Ryzyko, że zwierzę postanowi kolejny raz zaatakować jest całkiem spore. Szczególnie, kiedy zgłodnieje.

Lew zagryzł mężczyznę

Kiedy uciekł – zaatakował. Jego ofiarą okazał się Rono Kipkirui Simion. Wracał z pracy do domu, kiedy stanął oko w oko z drapieżnikiem. Nie miał absolutnie żadnych szans. Zginął w piątek wieczorem.
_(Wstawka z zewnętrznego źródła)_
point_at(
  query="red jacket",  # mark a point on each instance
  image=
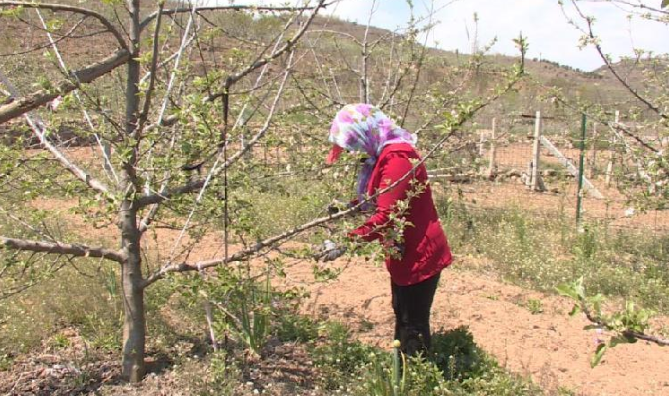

W poniedziałek, w pobliżu uniwersytety Africa Nazarene, szef mężczyzny zobaczył zwierzę, które już pożerało swoją ofiarę. A w zasadzie niemalże w całości ją zjadł – znaleziono tylko głowę i rękę zaginionego.

Niektóre części jego ciała były rozrzucone na ziemi. Jego pracodawca próbował odstraszyć lwa, ale ten nie chciał odejść

- powiedział brat ofiary. Nie był to jedyny łup krwiożerczego kota – zabił już ponad 30 psów i zwierząt gospodarskich, jakie spotkał na swojej drodze. Władze robią wszystko, aby odnaleźć lwa.

Jak się okazuje – Park Narodowy Nairobi nie jest do końca zamknięty, a taka sytuacja nie zdarza się po raz pierwszy. Mimo elektrycznego ogrodzenia, w niektórych miejscach zwierzętom udaje się dostać do miasta. Mieszkańcy podkreślają, że takie zdarzenie miało miejsce w 2016 roku, ale wtedy uciekło z Parku stado lwów, które zaatakowało i zjadło częściowo innego mężczyznę. Skarżą się również, że zgłaszali to do władz, ale ci ignorowali ich skargi.